The two-and-a-half decades since Sydney have been complicated for the Olympic champion. He’s faced two near-death experiences (the first in 2002, during a snowmobiling accident in which he developed hypothermia and had to have a toe on his right foot amputated, and the second in 2007, when he crashed an airplane into Lake Powell, Utah and developed hypothermia for the second time); published a memoir called Never Stop Pushing: My Life from a Wyoming Farm to the Olympic Medals Stand; and lost 173 pounds as part of NBC’s reality show The Biggest Loser.

These days, Gardner lives in Utah and works as an insurance agent while also coaching wrestling at Herriman High School. As for his own wrestling career, Gardner might be starting a new chapter. In April 2023, at age 51, he tried to compete in the Greco-Roman heavyweight division at the U.S. Open, but was over the weight cut-off.

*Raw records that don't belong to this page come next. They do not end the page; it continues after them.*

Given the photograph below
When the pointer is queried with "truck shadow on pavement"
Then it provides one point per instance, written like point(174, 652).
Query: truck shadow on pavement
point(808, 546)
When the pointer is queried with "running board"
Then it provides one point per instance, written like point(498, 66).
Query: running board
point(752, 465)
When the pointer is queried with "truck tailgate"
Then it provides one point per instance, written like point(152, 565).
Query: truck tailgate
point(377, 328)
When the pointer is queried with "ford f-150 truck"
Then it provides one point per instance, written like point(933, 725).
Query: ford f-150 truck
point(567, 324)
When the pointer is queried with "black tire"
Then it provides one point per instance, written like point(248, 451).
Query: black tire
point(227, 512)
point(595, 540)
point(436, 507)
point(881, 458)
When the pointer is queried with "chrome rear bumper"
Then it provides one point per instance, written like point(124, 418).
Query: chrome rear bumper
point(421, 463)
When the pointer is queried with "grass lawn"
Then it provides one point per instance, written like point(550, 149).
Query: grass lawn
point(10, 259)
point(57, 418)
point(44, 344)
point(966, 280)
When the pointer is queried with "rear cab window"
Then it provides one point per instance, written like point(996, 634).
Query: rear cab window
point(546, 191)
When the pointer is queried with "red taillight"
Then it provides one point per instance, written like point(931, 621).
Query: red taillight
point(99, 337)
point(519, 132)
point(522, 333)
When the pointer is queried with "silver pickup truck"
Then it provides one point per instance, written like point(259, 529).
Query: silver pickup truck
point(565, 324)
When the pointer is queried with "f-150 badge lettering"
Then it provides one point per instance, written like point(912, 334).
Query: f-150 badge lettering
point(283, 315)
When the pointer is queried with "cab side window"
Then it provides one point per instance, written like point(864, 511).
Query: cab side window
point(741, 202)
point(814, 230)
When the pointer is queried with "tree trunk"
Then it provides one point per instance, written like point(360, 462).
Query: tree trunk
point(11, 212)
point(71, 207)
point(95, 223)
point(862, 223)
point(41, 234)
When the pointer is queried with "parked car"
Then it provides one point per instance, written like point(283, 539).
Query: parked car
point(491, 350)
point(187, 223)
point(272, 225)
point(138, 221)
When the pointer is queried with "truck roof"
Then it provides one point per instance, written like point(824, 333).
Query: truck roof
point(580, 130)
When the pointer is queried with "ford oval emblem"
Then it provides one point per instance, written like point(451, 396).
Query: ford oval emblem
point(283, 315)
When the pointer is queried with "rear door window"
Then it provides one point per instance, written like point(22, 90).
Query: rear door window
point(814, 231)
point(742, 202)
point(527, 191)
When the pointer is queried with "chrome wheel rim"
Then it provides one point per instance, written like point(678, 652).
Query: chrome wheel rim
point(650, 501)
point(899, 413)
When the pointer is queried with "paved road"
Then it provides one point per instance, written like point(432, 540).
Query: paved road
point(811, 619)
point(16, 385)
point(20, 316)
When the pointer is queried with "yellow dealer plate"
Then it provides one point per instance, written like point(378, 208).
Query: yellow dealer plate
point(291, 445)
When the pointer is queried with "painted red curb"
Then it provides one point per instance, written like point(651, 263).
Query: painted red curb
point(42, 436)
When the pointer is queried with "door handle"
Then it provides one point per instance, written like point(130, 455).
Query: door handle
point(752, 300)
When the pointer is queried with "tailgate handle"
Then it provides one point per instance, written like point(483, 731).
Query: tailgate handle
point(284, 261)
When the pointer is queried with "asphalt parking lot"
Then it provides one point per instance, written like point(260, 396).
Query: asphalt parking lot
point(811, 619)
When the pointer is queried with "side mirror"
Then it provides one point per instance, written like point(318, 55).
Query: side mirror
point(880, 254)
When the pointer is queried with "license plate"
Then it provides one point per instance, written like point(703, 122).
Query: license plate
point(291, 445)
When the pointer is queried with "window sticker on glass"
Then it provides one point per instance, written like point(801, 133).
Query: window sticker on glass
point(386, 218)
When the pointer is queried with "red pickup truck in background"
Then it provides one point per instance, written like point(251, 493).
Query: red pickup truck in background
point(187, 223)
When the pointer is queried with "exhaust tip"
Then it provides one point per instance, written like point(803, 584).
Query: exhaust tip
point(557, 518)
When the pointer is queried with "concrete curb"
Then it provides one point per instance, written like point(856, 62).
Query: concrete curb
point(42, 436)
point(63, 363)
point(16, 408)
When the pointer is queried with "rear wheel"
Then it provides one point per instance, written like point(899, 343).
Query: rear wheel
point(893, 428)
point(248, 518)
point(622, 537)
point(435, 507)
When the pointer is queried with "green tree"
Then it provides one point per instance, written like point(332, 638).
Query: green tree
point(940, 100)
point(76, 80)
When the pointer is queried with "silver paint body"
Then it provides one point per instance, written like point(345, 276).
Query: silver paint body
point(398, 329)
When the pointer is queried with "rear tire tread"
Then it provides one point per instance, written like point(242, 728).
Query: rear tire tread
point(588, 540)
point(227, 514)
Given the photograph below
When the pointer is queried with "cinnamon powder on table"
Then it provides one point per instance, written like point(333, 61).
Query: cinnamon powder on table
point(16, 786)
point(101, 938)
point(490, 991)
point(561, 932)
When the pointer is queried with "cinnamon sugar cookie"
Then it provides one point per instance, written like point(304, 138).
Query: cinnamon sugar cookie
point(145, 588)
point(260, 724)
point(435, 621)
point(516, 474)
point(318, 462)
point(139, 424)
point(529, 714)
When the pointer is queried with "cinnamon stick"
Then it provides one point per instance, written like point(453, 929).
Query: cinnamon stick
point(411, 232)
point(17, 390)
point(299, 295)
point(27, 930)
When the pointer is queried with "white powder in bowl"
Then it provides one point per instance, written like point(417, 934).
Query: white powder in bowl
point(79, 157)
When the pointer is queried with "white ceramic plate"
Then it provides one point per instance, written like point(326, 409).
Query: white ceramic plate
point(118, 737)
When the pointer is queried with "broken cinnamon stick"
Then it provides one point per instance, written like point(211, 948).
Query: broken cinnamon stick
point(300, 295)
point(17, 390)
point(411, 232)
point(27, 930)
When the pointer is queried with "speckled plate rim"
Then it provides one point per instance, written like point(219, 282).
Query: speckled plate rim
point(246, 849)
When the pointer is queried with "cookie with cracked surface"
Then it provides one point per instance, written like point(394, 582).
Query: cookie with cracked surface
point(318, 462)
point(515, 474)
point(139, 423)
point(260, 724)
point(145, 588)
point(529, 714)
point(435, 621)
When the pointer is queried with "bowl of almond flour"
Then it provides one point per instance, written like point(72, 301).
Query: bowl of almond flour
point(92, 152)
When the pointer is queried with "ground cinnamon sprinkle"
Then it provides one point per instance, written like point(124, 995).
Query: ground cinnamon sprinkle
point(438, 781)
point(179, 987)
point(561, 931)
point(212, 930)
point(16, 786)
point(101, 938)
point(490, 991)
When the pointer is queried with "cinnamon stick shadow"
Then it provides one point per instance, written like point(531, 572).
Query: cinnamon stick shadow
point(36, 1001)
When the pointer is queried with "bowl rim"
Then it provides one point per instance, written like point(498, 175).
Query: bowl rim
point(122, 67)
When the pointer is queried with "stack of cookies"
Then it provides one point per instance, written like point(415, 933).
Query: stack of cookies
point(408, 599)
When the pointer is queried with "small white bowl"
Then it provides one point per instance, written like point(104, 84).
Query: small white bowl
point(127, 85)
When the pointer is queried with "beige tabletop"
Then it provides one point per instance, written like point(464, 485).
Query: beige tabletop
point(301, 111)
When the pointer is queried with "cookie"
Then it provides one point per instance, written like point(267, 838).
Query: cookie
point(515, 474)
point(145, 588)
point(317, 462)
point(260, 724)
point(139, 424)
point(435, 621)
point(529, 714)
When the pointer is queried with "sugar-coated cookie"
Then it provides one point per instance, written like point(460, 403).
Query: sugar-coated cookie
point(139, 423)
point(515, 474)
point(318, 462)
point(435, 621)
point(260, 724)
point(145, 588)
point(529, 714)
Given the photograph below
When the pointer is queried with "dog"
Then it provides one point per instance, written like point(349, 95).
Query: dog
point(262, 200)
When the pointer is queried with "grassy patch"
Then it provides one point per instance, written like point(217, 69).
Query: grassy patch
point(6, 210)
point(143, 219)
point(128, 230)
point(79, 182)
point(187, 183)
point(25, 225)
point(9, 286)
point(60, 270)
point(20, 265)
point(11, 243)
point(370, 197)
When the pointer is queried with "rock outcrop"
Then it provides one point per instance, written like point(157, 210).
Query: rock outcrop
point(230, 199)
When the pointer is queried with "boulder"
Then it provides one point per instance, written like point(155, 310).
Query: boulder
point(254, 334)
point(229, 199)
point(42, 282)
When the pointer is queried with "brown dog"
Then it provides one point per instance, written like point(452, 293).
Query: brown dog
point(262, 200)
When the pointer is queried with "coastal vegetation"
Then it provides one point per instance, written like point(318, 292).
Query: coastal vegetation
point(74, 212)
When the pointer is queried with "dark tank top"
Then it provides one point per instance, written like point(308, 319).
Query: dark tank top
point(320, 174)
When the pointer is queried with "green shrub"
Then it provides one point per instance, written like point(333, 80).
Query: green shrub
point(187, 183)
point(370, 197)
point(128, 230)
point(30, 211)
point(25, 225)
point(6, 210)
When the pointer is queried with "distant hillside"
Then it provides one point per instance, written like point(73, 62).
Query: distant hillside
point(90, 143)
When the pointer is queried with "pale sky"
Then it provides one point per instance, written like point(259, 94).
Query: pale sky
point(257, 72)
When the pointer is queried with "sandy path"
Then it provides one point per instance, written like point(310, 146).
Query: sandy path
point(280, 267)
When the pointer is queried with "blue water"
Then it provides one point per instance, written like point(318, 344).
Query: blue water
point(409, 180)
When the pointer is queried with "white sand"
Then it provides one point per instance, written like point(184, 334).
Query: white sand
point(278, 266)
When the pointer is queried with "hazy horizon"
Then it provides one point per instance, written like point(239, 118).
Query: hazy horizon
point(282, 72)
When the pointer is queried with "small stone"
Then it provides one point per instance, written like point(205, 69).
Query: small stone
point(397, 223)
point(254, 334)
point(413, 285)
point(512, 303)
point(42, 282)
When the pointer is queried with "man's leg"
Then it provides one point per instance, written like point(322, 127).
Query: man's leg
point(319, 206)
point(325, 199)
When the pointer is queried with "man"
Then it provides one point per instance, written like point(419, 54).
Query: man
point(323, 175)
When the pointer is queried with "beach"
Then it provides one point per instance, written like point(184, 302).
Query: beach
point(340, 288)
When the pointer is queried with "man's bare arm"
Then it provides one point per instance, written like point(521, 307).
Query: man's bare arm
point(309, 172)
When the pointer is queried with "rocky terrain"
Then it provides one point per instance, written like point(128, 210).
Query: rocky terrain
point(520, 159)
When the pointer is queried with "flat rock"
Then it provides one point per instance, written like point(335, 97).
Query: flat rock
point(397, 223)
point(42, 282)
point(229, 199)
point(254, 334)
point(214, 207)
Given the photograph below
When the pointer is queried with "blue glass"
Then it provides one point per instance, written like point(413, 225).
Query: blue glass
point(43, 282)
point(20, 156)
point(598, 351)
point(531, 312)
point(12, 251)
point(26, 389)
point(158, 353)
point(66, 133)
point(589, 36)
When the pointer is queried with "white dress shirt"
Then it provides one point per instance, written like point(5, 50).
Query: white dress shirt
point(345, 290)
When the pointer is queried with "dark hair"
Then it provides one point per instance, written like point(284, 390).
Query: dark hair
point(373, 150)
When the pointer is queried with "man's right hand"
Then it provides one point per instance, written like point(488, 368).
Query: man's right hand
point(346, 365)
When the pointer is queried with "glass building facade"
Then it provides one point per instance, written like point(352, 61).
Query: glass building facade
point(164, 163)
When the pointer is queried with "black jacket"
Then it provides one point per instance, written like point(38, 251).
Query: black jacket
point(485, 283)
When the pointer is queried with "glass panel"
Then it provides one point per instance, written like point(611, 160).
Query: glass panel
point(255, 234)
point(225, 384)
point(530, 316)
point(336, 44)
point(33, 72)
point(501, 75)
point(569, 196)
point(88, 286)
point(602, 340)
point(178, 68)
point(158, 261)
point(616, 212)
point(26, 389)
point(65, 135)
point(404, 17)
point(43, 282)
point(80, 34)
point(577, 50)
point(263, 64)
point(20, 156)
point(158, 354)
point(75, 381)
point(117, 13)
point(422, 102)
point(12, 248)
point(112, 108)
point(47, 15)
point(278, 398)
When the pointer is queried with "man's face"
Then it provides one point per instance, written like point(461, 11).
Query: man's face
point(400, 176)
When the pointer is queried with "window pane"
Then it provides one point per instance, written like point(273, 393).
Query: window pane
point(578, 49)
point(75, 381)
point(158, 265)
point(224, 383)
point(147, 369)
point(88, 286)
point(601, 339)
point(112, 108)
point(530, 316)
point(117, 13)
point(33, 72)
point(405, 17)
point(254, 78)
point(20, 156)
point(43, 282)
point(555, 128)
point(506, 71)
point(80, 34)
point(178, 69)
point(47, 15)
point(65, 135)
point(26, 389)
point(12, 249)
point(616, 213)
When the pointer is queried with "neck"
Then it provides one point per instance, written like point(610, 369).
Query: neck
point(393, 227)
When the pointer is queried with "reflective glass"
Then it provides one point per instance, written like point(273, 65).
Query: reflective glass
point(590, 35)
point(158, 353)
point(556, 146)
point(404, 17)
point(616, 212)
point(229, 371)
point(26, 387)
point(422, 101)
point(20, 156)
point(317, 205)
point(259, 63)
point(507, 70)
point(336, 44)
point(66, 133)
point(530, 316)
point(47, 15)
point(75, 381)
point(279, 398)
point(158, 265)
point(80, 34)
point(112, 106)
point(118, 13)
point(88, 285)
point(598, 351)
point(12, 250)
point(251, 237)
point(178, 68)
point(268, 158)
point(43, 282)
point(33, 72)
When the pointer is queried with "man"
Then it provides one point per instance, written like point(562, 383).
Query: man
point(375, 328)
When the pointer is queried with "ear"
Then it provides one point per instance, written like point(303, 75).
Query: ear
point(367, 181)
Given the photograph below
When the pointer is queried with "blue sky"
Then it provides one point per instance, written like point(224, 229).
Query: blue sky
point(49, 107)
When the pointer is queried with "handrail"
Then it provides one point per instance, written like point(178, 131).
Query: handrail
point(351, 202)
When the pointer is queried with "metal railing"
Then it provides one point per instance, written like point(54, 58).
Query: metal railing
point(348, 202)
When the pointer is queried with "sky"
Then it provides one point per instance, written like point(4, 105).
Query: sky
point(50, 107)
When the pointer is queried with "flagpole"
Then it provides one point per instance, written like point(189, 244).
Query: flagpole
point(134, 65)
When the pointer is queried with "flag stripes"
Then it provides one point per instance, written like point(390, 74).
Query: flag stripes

“I missed the weigh-ins by 15 pounds, but, being 51 years old, I talked to my sister, who’s a cardiologist,” Gardner told Flowrestling at the time. “She was like, ‘Rulon, there’s a chance that you could die tonight.’ It’s like, you know what, wrestling is important, but it’s not worth taking my life for. I’ve gotten healthy. I’m back to wrestling, back to training and I’m going to continue to compete.”

Those competition plans include the 2024 Olympic Trials next April, according to Gardner. While the next generation of American Greco-Roman wrestlers work towards their first Games, they’ll have the Wyoming native’s success on the global stage in mind. No stranger to a comeback, this could be Gardner’s best one yet.